Jeremiah Moss's Vanishing New York is for anyone who has visited a city they used to love and found it changed beyond recognition, or even visited a city for the first time and found a succession of familiar storefronts where once a range of independent shops proliferated. The trend isn't new, but it's been on my mind since an article about a beloved grocery store closing in Le Marais, only for the space to reopen as a high-end lingerie store. Jeremiah Moss feels the pain of the Parisians bemoaning this turn of events.
Vanishing New York is a work to evoke sadness and anger in those who don't want to inhabit a cookie cutter world. Moss takes a deep dive into gentrification, public policy (especially the "tax breaks" that politicians like to hand out like candy), and corporate greed, while also laying a share of blame at those who want to play tourist - or up sticks and move somewhere new altogether - all while being able to eat and shop in the same places they know at home.
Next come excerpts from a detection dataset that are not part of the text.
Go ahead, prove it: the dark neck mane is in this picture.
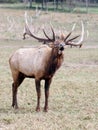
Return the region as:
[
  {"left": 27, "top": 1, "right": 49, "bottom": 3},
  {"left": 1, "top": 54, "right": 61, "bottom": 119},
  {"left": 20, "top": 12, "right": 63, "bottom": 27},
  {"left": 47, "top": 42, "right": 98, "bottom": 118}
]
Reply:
[{"left": 47, "top": 48, "right": 63, "bottom": 76}]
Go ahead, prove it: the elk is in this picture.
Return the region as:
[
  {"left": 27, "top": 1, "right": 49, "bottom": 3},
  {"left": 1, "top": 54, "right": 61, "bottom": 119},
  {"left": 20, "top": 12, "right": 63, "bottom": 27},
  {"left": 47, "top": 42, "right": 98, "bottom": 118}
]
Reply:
[{"left": 9, "top": 23, "right": 84, "bottom": 112}]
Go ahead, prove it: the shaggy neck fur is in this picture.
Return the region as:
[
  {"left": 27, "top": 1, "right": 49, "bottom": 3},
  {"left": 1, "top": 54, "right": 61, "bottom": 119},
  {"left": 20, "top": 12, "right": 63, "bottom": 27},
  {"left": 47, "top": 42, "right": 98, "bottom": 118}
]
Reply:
[{"left": 47, "top": 48, "right": 64, "bottom": 77}]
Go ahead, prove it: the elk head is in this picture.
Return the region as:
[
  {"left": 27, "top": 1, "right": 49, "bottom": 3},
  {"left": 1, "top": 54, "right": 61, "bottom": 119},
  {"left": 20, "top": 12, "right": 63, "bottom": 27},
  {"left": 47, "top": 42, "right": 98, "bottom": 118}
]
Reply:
[{"left": 23, "top": 19, "right": 84, "bottom": 48}]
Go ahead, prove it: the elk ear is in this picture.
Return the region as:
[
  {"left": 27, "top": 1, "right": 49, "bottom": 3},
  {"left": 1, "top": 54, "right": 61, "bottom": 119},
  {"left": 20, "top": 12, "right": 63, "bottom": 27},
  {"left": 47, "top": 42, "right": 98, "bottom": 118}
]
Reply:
[{"left": 61, "top": 33, "right": 65, "bottom": 41}]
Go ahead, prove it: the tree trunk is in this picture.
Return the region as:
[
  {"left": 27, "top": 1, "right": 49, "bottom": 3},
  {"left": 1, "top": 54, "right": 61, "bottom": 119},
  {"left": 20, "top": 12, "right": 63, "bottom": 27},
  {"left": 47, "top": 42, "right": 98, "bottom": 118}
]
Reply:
[{"left": 30, "top": 0, "right": 32, "bottom": 8}]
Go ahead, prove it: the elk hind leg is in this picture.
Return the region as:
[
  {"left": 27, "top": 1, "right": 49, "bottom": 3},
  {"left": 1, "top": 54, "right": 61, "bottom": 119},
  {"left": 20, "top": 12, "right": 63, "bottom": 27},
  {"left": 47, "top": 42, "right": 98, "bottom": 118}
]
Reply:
[{"left": 12, "top": 73, "right": 25, "bottom": 109}]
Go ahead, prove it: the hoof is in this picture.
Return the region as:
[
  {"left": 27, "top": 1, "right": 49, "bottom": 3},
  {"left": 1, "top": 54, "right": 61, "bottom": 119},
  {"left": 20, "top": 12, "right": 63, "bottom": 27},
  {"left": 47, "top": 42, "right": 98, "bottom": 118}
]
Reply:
[{"left": 36, "top": 108, "right": 40, "bottom": 112}]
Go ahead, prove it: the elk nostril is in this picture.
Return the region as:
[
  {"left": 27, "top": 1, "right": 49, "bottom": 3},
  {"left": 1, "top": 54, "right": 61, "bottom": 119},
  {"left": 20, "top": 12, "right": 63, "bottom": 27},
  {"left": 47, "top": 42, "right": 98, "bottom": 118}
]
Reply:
[{"left": 60, "top": 46, "right": 64, "bottom": 51}]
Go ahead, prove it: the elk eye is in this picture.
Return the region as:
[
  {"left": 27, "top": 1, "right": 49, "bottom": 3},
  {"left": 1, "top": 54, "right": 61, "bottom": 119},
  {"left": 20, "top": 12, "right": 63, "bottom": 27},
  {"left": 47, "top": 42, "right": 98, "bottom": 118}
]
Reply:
[{"left": 59, "top": 44, "right": 64, "bottom": 51}]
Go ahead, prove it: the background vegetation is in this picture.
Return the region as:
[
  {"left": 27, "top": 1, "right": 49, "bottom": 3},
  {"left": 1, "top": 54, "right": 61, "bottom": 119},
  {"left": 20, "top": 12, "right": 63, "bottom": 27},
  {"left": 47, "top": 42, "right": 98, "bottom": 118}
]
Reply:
[{"left": 0, "top": 4, "right": 98, "bottom": 130}]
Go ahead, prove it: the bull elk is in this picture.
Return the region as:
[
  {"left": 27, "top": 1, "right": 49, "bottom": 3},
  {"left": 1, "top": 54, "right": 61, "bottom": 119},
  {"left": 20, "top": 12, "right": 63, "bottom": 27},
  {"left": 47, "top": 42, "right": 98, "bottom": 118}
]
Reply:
[{"left": 9, "top": 23, "right": 84, "bottom": 112}]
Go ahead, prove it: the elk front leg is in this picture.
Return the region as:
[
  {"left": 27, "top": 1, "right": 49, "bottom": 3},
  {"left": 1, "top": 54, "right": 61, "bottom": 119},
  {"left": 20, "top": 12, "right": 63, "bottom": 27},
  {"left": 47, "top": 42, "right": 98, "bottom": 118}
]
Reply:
[
  {"left": 44, "top": 79, "right": 52, "bottom": 112},
  {"left": 35, "top": 80, "right": 41, "bottom": 112},
  {"left": 12, "top": 83, "right": 18, "bottom": 109}
]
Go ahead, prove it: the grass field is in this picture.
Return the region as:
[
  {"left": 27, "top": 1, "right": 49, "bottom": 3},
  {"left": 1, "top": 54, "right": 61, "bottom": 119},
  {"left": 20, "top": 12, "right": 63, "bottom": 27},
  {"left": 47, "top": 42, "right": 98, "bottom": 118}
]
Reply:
[{"left": 0, "top": 4, "right": 98, "bottom": 130}]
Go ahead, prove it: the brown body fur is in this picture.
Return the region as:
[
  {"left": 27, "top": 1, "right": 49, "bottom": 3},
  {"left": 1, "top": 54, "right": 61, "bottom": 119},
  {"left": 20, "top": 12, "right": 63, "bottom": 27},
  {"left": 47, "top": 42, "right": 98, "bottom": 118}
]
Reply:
[{"left": 9, "top": 45, "right": 63, "bottom": 111}]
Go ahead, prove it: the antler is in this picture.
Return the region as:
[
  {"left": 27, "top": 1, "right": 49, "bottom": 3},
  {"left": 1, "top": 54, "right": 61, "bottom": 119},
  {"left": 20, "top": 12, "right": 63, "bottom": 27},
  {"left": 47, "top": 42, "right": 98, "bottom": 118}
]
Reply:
[
  {"left": 23, "top": 12, "right": 55, "bottom": 44},
  {"left": 64, "top": 21, "right": 84, "bottom": 47}
]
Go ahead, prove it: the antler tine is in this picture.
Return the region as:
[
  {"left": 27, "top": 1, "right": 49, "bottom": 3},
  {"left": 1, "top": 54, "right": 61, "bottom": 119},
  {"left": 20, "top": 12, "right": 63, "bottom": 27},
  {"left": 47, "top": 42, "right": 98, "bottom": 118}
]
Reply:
[
  {"left": 51, "top": 26, "right": 55, "bottom": 41},
  {"left": 64, "top": 32, "right": 72, "bottom": 42},
  {"left": 64, "top": 23, "right": 76, "bottom": 41},
  {"left": 65, "top": 21, "right": 84, "bottom": 47},
  {"left": 23, "top": 12, "right": 53, "bottom": 43},
  {"left": 43, "top": 29, "right": 52, "bottom": 41}
]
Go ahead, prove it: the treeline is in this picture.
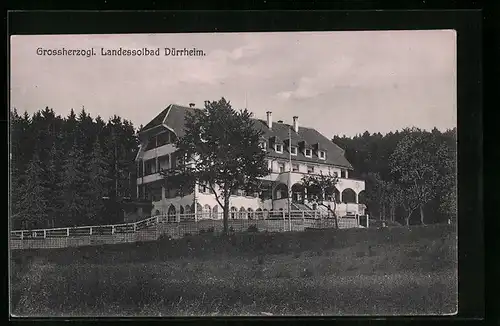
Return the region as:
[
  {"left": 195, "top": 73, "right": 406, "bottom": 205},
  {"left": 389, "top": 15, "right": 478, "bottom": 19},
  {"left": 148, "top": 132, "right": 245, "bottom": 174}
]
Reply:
[
  {"left": 333, "top": 128, "right": 457, "bottom": 224},
  {"left": 10, "top": 108, "right": 138, "bottom": 229}
]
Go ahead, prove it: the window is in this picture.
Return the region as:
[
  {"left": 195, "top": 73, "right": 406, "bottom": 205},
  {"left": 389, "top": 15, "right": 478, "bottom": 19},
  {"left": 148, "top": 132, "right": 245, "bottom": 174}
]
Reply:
[
  {"left": 259, "top": 141, "right": 267, "bottom": 151},
  {"left": 144, "top": 159, "right": 156, "bottom": 175},
  {"left": 278, "top": 163, "right": 285, "bottom": 173},
  {"left": 156, "top": 132, "right": 170, "bottom": 147},
  {"left": 199, "top": 183, "right": 208, "bottom": 194},
  {"left": 158, "top": 155, "right": 170, "bottom": 171}
]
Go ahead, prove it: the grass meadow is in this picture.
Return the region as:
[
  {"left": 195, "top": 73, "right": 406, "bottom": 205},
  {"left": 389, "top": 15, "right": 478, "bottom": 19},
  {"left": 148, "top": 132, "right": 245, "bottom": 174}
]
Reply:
[{"left": 10, "top": 225, "right": 458, "bottom": 317}]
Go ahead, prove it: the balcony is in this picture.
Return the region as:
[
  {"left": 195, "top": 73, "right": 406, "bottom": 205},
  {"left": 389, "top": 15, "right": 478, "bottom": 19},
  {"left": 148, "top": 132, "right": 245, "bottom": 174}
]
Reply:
[{"left": 261, "top": 172, "right": 365, "bottom": 193}]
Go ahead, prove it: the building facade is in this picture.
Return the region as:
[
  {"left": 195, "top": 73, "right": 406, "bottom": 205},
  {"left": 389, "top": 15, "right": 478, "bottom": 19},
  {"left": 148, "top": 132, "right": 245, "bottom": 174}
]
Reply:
[{"left": 136, "top": 104, "right": 365, "bottom": 218}]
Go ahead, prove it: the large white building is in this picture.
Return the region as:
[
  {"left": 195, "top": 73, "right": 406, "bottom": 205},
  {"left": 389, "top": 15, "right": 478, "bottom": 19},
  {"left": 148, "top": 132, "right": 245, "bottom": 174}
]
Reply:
[{"left": 136, "top": 104, "right": 365, "bottom": 218}]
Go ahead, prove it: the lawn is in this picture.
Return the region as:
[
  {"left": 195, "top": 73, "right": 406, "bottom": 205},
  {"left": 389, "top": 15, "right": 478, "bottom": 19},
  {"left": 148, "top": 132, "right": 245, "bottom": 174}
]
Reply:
[{"left": 10, "top": 225, "right": 457, "bottom": 316}]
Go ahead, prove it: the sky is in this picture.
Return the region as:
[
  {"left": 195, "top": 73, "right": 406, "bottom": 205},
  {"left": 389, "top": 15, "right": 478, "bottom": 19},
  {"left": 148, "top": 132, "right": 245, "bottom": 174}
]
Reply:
[{"left": 10, "top": 30, "right": 457, "bottom": 138}]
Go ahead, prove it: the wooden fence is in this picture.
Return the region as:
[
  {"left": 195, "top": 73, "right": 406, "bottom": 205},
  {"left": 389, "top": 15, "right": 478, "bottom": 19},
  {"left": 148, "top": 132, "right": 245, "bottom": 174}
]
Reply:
[{"left": 10, "top": 211, "right": 367, "bottom": 249}]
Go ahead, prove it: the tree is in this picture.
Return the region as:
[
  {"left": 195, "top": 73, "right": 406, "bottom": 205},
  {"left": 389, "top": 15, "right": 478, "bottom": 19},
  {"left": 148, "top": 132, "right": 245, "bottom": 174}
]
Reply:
[
  {"left": 390, "top": 128, "right": 442, "bottom": 224},
  {"left": 164, "top": 98, "right": 269, "bottom": 234},
  {"left": 19, "top": 151, "right": 47, "bottom": 228},
  {"left": 302, "top": 172, "right": 338, "bottom": 228},
  {"left": 43, "top": 142, "right": 62, "bottom": 227}
]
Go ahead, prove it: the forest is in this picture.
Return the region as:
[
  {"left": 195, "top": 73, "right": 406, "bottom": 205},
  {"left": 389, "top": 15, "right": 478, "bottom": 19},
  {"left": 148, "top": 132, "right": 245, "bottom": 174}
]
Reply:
[{"left": 10, "top": 107, "right": 457, "bottom": 229}]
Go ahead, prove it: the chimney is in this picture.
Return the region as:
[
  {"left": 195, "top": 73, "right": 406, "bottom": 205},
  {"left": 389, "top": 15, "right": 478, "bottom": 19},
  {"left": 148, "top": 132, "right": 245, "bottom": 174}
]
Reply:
[
  {"left": 266, "top": 111, "right": 273, "bottom": 129},
  {"left": 293, "top": 116, "right": 299, "bottom": 132}
]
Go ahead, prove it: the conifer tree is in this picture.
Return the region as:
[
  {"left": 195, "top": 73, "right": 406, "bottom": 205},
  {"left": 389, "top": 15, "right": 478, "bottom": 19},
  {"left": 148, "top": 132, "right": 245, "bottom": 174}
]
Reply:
[
  {"left": 44, "top": 142, "right": 63, "bottom": 227},
  {"left": 19, "top": 151, "right": 47, "bottom": 228},
  {"left": 84, "top": 138, "right": 109, "bottom": 224},
  {"left": 60, "top": 140, "right": 86, "bottom": 225}
]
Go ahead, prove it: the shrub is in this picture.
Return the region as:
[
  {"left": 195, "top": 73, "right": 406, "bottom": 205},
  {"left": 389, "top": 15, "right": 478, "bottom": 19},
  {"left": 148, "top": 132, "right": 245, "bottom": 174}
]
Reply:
[{"left": 248, "top": 224, "right": 259, "bottom": 232}]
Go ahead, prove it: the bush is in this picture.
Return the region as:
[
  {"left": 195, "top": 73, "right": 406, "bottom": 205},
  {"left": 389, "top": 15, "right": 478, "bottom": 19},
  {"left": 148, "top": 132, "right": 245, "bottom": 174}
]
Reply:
[{"left": 248, "top": 224, "right": 259, "bottom": 232}]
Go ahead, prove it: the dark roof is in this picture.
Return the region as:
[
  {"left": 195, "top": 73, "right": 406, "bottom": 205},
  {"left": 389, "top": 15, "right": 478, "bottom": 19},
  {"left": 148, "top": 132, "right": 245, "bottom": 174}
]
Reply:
[
  {"left": 140, "top": 104, "right": 200, "bottom": 137},
  {"left": 255, "top": 119, "right": 352, "bottom": 169},
  {"left": 141, "top": 105, "right": 170, "bottom": 132},
  {"left": 142, "top": 104, "right": 352, "bottom": 169}
]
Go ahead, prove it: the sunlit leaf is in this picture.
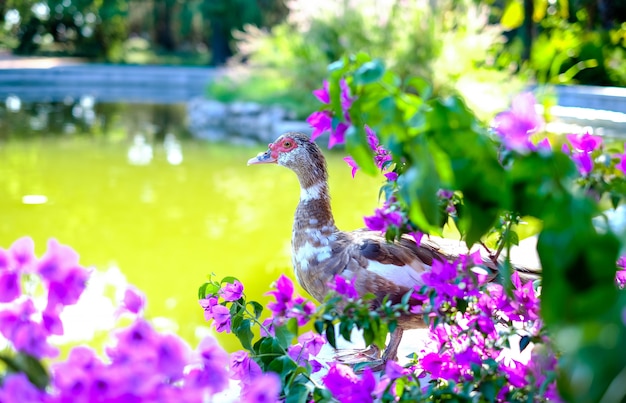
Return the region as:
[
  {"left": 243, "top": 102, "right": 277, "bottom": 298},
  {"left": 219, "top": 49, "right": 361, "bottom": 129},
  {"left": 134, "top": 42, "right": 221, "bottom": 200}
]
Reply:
[{"left": 500, "top": 0, "right": 524, "bottom": 31}]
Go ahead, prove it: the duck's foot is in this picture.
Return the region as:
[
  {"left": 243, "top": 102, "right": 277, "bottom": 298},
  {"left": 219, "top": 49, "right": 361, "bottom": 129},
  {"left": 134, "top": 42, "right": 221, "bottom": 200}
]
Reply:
[
  {"left": 352, "top": 358, "right": 387, "bottom": 374},
  {"left": 335, "top": 344, "right": 380, "bottom": 365}
]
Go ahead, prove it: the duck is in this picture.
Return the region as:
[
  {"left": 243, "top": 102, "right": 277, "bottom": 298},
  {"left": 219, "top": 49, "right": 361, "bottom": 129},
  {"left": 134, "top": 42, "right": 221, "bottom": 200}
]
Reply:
[{"left": 248, "top": 132, "right": 536, "bottom": 370}]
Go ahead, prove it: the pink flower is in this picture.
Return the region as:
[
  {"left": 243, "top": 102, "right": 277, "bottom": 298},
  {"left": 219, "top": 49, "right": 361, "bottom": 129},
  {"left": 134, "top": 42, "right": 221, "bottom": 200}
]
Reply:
[
  {"left": 363, "top": 207, "right": 404, "bottom": 232},
  {"left": 241, "top": 372, "right": 281, "bottom": 403},
  {"left": 566, "top": 133, "right": 602, "bottom": 153},
  {"left": 220, "top": 280, "right": 243, "bottom": 301},
  {"left": 313, "top": 80, "right": 330, "bottom": 104},
  {"left": 124, "top": 286, "right": 146, "bottom": 314},
  {"left": 230, "top": 351, "right": 263, "bottom": 385},
  {"left": 211, "top": 305, "right": 230, "bottom": 333},
  {"left": 306, "top": 111, "right": 333, "bottom": 141},
  {"left": 329, "top": 275, "right": 359, "bottom": 299},
  {"left": 383, "top": 172, "right": 398, "bottom": 182},
  {"left": 265, "top": 274, "right": 293, "bottom": 315},
  {"left": 306, "top": 79, "right": 353, "bottom": 148},
  {"left": 494, "top": 92, "right": 544, "bottom": 152},
  {"left": 322, "top": 364, "right": 376, "bottom": 403},
  {"left": 563, "top": 133, "right": 602, "bottom": 175},
  {"left": 612, "top": 145, "right": 626, "bottom": 176},
  {"left": 343, "top": 157, "right": 359, "bottom": 178}
]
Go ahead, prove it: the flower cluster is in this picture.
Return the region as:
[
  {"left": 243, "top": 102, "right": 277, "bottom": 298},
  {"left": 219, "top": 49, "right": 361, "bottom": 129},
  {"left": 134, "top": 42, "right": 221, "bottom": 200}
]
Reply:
[
  {"left": 615, "top": 255, "right": 626, "bottom": 288},
  {"left": 343, "top": 125, "right": 398, "bottom": 182},
  {"left": 267, "top": 274, "right": 315, "bottom": 326},
  {"left": 0, "top": 238, "right": 89, "bottom": 358},
  {"left": 494, "top": 92, "right": 550, "bottom": 153},
  {"left": 0, "top": 238, "right": 241, "bottom": 403},
  {"left": 563, "top": 133, "right": 602, "bottom": 176},
  {"left": 306, "top": 80, "right": 352, "bottom": 148}
]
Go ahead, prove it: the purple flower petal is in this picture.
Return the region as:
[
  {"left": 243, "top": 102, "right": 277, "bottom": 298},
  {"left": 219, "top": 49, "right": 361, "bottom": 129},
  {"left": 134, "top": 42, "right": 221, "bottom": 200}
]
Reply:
[
  {"left": 343, "top": 157, "right": 359, "bottom": 178},
  {"left": 230, "top": 351, "right": 263, "bottom": 384},
  {"left": 241, "top": 372, "right": 281, "bottom": 403},
  {"left": 9, "top": 237, "right": 37, "bottom": 272},
  {"left": 615, "top": 146, "right": 626, "bottom": 175},
  {"left": 328, "top": 122, "right": 350, "bottom": 148},
  {"left": 313, "top": 80, "right": 330, "bottom": 104},
  {"left": 383, "top": 172, "right": 398, "bottom": 182},
  {"left": 567, "top": 133, "right": 602, "bottom": 153},
  {"left": 124, "top": 286, "right": 146, "bottom": 314},
  {"left": 220, "top": 280, "right": 243, "bottom": 301},
  {"left": 0, "top": 271, "right": 22, "bottom": 302},
  {"left": 306, "top": 111, "right": 333, "bottom": 141}
]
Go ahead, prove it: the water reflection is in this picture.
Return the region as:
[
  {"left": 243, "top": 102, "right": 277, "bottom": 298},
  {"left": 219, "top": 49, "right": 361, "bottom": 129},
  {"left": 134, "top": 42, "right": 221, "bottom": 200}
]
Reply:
[
  {"left": 128, "top": 133, "right": 152, "bottom": 165},
  {"left": 0, "top": 95, "right": 381, "bottom": 350},
  {"left": 0, "top": 95, "right": 191, "bottom": 143}
]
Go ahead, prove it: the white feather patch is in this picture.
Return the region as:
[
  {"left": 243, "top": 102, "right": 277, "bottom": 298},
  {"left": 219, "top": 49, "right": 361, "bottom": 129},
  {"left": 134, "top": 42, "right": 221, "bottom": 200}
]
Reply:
[
  {"left": 367, "top": 260, "right": 424, "bottom": 287},
  {"left": 293, "top": 242, "right": 332, "bottom": 270},
  {"left": 300, "top": 183, "right": 324, "bottom": 202}
]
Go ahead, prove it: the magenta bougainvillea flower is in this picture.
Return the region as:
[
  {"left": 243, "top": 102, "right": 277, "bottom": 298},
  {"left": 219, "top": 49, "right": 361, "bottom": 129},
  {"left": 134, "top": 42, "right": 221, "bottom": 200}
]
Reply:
[
  {"left": 615, "top": 255, "right": 626, "bottom": 288},
  {"left": 494, "top": 92, "right": 544, "bottom": 153},
  {"left": 230, "top": 351, "right": 262, "bottom": 385},
  {"left": 329, "top": 275, "right": 359, "bottom": 299},
  {"left": 123, "top": 286, "right": 146, "bottom": 314},
  {"left": 322, "top": 364, "right": 376, "bottom": 403},
  {"left": 615, "top": 144, "right": 626, "bottom": 175},
  {"left": 306, "top": 79, "right": 353, "bottom": 148},
  {"left": 265, "top": 274, "right": 293, "bottom": 316},
  {"left": 220, "top": 280, "right": 243, "bottom": 301},
  {"left": 563, "top": 133, "right": 602, "bottom": 176},
  {"left": 343, "top": 156, "right": 359, "bottom": 178},
  {"left": 343, "top": 125, "right": 390, "bottom": 178},
  {"left": 241, "top": 372, "right": 282, "bottom": 403},
  {"left": 363, "top": 206, "right": 404, "bottom": 232}
]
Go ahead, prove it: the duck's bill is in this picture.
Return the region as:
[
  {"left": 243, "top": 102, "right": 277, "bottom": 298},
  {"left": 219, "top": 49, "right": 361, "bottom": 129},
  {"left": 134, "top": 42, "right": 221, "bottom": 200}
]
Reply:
[{"left": 248, "top": 150, "right": 276, "bottom": 165}]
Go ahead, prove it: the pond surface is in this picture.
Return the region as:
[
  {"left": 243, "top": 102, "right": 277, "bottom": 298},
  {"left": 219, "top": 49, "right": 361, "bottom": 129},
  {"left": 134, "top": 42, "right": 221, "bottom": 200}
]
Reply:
[{"left": 0, "top": 98, "right": 382, "bottom": 351}]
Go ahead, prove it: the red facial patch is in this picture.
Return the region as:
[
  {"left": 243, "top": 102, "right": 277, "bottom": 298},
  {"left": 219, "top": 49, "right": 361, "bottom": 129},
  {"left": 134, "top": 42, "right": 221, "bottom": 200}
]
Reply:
[{"left": 268, "top": 137, "right": 298, "bottom": 158}]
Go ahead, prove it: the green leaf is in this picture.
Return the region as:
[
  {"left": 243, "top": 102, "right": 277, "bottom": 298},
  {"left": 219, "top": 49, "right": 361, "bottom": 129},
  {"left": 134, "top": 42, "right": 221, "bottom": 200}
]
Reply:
[
  {"left": 339, "top": 319, "right": 354, "bottom": 341},
  {"left": 519, "top": 336, "right": 532, "bottom": 352},
  {"left": 233, "top": 319, "right": 254, "bottom": 351},
  {"left": 0, "top": 352, "right": 50, "bottom": 390},
  {"left": 254, "top": 336, "right": 284, "bottom": 368},
  {"left": 285, "top": 383, "right": 310, "bottom": 403},
  {"left": 313, "top": 320, "right": 326, "bottom": 334},
  {"left": 479, "top": 381, "right": 496, "bottom": 402},
  {"left": 248, "top": 301, "right": 263, "bottom": 319},
  {"left": 274, "top": 318, "right": 296, "bottom": 348},
  {"left": 354, "top": 59, "right": 385, "bottom": 84},
  {"left": 406, "top": 77, "right": 433, "bottom": 99},
  {"left": 198, "top": 283, "right": 220, "bottom": 299},
  {"left": 455, "top": 298, "right": 469, "bottom": 313}
]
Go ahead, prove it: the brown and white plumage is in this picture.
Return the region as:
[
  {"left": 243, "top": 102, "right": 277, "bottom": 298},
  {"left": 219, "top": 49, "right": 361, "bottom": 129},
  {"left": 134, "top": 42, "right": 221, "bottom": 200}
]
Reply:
[{"left": 248, "top": 132, "right": 536, "bottom": 370}]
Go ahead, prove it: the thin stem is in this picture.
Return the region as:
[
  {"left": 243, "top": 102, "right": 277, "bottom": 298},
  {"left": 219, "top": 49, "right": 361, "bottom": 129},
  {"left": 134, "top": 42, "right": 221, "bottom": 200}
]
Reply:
[
  {"left": 233, "top": 301, "right": 321, "bottom": 388},
  {"left": 495, "top": 220, "right": 513, "bottom": 260},
  {"left": 478, "top": 241, "right": 498, "bottom": 267}
]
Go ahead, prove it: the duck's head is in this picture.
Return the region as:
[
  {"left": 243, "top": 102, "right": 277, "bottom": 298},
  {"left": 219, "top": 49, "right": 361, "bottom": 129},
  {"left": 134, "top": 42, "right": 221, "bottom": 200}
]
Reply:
[{"left": 248, "top": 132, "right": 327, "bottom": 185}]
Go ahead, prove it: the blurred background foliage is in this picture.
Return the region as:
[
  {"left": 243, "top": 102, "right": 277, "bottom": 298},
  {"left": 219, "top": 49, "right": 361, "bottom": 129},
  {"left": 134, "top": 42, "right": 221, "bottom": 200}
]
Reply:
[{"left": 0, "top": 0, "right": 626, "bottom": 104}]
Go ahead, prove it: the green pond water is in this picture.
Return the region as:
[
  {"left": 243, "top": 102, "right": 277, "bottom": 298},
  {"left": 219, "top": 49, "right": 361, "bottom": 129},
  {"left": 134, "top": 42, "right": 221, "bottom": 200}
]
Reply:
[{"left": 0, "top": 102, "right": 382, "bottom": 351}]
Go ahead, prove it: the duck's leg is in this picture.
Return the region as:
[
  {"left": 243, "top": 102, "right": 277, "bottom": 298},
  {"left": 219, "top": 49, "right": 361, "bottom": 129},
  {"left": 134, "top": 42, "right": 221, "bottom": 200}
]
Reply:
[
  {"left": 340, "top": 327, "right": 403, "bottom": 373},
  {"left": 382, "top": 327, "right": 404, "bottom": 364},
  {"left": 335, "top": 344, "right": 380, "bottom": 365}
]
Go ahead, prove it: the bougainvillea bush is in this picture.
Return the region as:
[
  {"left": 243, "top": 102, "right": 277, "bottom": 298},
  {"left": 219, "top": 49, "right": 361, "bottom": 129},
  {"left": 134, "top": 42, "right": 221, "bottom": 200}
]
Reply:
[
  {"left": 200, "top": 54, "right": 626, "bottom": 402},
  {"left": 0, "top": 54, "right": 626, "bottom": 402},
  {"left": 0, "top": 238, "right": 280, "bottom": 403}
]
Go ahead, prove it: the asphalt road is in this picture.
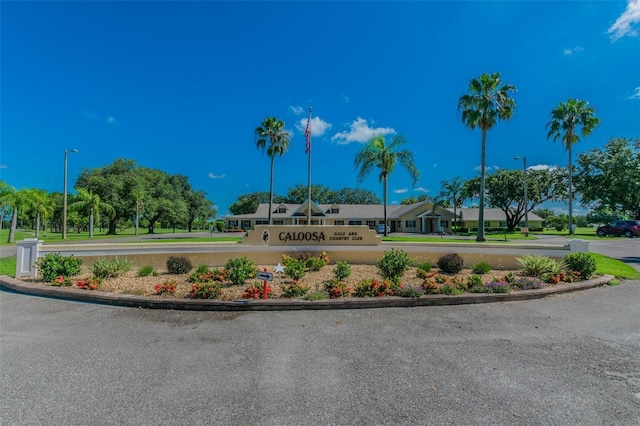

In short, it's a depressing read laying bare a knot of problems, none of which has easy solutions. (It's all good and fine to exhort everyone to eat/shop local, but as Moss points out, in many cases corporations are going to great lengths to appear local, especially to those who aren't in the know.)
Moss devotes the most ink to the changes in Manhattan, from the Lower East Side to Greenwich Village to Harlem, and then dives into Brookyln before quickly looking at Queens and the Bronx. Staten Island doesn't merit a mention. Whether this is because the same forces aren't impacting it, or aren't impacting it yet, or Moss simply doesn't like it, I couldn't say, but my only quibble what that unexplained omission.
A well-written and depressing read. Five stars.